Chemists who work with electrochemical cells or energy storage recognize the value in N-Ethylimidazolium Bis(Trifluoromethylsulfonyl)Imide. In my experience with research on ionic liquids, materials like this lower the risk of side reactions and make for safer, more efficient batteries and supercapacitors. Pharmaceutical chemists use it to develop greener routes for chemical separations, since volatility is extremely low—no strong smells, no rapid evaporation, and no cloud of hazardous vapor during use. Laboratory reports show high ionic conductivity, making it reliable in high-voltage and sensor projects, while thermal stability lets engineers substitute it in environments where organic solvents would catch fire or react. Its ability to dissolve a range of organic or inorganic materials—salts, organic compounds, polymers—means more flexibility in designing reaction systems with fewer byproducts or environmentally hazardous waste.

Specifications and Storage

N-Ethylimidazolium Bis(Trifluoromethylsulfonyl)Imide often arrives with a minimum purity of 98% or higher, checked by GC, NMR, and water content below 100 ppm for high-end applications. The HS Code for trade and customs generally falls under 2933999099 for organic nitrogen compounds, although some countries use variations based on granular or liquid form. Packaging requires air-tight containers, since trace water can change the melting point and affect conductivity. In the warehouse, storing it away from acids, bases, and oxidizers keeps its chemical stability intact, and dry environments maintain low water uptake. While the compound shines for durability, standard practice involves gloves, goggles, and chemical fume hoods during ranging from gram-scale synthesis to bulk handling. Spill cleanup stays straightforward because of its low vapor pressure, but contact with the skin should be avoided, since ionic liquids can irritate on prolonged exposure.

Safety, Hazards, and Environmental Impact

Concerns about safety usually start with the chemical’s low toxicity, but handling protocols need respect. N-Ethylimidazolium Bis(Trifluoromethylsulfonyl)Imide is classified as a chemical material with signals for skin and eye irritation on direct contact, and ingestion should never occur. Studies show it does not release fumes at typical working temperatures, and the risk of flammability or explosion stays very low due to its ionic nature. On the environmental front, ionic liquids like this do not break down rapidly in soil or water, so disposal through incineration or licensed chemical waste routes makes for best practice. Discussions in chemistry circles keep circling back to the need for greener routes to manufacture such salts and plans for safe reuse or recycling. I've seen push-back from researchers who want all the thermal and electrochemical advantages without increasing ecological burden, and the push to develop new, biodegradable ionic liquids will likely change the product lineup over time.

Raw Materials, Sourcing, and Future Outlook

Manufacture of this chemical draws from basic organic building blocks, including imidazole, ethyl halides, and reagents for the trifluoromethylsulfonyl group.
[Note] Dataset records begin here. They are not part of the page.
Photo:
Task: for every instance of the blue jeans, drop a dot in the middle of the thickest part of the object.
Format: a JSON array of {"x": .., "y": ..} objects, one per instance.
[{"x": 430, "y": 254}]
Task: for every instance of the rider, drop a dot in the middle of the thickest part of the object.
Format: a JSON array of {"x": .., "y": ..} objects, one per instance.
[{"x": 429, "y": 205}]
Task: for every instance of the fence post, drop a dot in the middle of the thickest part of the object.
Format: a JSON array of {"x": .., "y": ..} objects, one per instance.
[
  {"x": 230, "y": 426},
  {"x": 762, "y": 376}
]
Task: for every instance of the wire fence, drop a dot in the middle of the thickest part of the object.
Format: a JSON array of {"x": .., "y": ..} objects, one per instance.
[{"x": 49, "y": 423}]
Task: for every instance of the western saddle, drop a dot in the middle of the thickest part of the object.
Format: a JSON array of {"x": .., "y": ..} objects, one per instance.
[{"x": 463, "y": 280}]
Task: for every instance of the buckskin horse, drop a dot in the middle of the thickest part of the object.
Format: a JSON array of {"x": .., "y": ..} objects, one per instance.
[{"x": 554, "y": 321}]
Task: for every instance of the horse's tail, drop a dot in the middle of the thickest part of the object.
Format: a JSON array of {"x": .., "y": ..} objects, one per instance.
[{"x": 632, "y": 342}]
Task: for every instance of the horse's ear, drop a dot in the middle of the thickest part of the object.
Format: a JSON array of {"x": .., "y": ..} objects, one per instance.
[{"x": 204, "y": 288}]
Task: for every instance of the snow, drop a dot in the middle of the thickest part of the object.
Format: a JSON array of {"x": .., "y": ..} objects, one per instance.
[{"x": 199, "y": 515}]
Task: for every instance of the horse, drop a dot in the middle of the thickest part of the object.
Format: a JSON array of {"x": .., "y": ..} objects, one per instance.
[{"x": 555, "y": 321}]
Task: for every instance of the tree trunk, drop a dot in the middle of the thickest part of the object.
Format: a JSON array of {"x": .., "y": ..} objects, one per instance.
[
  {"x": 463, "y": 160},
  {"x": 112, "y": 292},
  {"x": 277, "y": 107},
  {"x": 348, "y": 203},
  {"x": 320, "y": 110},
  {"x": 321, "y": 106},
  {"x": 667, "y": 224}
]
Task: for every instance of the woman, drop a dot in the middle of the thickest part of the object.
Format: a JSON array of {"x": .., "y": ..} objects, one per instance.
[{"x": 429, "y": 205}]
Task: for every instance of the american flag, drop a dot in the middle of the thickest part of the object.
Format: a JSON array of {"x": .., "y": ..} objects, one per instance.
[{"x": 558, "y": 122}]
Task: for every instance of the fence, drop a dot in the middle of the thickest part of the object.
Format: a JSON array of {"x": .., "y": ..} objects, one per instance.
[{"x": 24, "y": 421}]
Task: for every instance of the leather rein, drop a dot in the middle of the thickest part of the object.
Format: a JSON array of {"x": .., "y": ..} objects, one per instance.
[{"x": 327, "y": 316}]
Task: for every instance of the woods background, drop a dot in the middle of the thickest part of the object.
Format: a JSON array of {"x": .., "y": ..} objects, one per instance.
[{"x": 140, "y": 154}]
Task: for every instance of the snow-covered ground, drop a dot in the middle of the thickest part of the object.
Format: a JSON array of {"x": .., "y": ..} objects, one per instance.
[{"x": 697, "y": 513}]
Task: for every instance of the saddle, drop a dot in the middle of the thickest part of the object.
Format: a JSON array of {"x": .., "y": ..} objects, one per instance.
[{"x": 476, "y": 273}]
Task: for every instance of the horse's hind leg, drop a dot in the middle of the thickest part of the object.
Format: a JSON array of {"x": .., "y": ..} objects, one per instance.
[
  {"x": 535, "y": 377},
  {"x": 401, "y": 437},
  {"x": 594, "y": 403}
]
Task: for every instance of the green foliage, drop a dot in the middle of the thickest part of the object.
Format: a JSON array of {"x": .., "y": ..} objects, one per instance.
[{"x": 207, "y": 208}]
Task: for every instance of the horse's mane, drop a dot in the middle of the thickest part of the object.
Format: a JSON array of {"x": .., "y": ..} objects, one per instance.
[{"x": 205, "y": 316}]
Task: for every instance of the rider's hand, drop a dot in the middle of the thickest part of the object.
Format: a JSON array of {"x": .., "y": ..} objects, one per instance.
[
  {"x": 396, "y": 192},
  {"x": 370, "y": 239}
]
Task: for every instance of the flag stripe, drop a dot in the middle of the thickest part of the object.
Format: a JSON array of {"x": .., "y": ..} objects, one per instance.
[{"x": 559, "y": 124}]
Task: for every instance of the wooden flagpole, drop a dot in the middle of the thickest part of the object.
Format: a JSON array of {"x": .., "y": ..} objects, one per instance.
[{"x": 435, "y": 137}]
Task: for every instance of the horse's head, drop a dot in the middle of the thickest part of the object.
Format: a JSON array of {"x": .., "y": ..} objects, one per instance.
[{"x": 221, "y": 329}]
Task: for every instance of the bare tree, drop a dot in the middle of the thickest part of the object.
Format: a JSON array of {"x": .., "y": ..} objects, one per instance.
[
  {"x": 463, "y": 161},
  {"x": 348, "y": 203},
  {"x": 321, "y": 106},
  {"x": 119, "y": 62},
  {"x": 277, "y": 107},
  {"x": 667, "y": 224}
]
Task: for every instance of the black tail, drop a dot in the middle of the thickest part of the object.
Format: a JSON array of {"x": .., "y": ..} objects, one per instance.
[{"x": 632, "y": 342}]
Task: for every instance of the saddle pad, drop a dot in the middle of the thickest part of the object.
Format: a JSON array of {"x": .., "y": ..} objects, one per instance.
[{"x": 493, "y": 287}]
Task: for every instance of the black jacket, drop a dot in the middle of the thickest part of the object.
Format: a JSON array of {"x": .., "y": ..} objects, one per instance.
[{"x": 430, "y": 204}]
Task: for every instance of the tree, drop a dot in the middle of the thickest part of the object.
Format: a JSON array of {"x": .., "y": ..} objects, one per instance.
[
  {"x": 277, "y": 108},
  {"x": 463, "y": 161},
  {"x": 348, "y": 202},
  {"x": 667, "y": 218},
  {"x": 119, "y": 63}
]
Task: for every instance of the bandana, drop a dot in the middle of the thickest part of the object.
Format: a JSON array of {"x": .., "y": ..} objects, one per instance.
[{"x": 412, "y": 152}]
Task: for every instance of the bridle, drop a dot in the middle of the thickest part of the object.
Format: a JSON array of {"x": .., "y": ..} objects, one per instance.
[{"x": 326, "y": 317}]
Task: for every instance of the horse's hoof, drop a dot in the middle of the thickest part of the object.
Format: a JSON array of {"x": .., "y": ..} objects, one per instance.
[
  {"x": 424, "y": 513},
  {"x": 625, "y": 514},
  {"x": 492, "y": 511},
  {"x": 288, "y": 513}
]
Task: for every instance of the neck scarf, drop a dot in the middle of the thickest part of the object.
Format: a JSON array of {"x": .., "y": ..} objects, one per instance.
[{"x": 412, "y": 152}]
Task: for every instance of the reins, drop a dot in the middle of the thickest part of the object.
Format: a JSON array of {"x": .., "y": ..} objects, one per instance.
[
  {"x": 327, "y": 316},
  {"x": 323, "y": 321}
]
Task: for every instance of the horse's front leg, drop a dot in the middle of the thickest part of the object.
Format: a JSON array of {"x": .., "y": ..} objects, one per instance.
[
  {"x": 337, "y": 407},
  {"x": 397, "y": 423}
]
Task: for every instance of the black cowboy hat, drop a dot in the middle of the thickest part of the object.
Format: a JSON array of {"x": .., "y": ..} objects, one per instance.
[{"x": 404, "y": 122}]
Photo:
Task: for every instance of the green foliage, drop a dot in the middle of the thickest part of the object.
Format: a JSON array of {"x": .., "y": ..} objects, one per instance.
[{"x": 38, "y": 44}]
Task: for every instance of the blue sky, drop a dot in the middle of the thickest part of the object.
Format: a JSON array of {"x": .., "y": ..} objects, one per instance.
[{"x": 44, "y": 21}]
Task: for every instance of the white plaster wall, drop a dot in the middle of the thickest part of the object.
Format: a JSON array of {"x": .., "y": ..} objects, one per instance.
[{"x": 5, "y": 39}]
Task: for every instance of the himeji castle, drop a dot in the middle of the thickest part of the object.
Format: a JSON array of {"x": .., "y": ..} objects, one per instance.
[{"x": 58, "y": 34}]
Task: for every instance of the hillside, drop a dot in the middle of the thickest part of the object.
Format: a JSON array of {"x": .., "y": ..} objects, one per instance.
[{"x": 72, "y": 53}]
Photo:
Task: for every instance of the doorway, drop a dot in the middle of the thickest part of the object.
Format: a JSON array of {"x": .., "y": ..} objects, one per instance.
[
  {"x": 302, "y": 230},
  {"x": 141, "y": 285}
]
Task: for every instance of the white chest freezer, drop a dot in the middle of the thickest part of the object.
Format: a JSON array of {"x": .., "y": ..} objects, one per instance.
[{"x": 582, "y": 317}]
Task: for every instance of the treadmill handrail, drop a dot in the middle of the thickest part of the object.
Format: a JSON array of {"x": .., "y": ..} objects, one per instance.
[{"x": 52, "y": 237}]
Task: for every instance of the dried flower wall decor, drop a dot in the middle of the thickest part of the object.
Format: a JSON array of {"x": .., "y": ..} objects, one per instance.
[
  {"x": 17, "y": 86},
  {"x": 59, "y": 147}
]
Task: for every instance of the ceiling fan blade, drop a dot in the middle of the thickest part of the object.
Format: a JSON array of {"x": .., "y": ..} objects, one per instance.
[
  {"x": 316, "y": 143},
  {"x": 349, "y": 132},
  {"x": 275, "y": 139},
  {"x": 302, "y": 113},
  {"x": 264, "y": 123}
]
Production remains centralized in specialty chemical plants with strict quality oversight, and raw material sourcing focuses on purity to avoid metal or halide residue that could interfere with sensitive electrochemical tests. Price trends follow demand in electronics, battery research, and specialty synthesis. Efforts from both academia and industry keep pushing research into less costly production methods, waste reduction, and new applications—especially as governments press for sustainable materials in energy storage and sensors. Personal experience working within collaborative materials chemistry groups shows the greatest leaps come from sharing data and testing new recipes, not just pushing existing molecules harder. Future versions of N-Ethylimidazolium Bis(Trifluoromethylsulfonyl)Imide may see better biodegradability, recyclability, or tuning for specific high-tech demands, echoing a broader shift in the chemicals market toward safety, sustainability, and efficiency.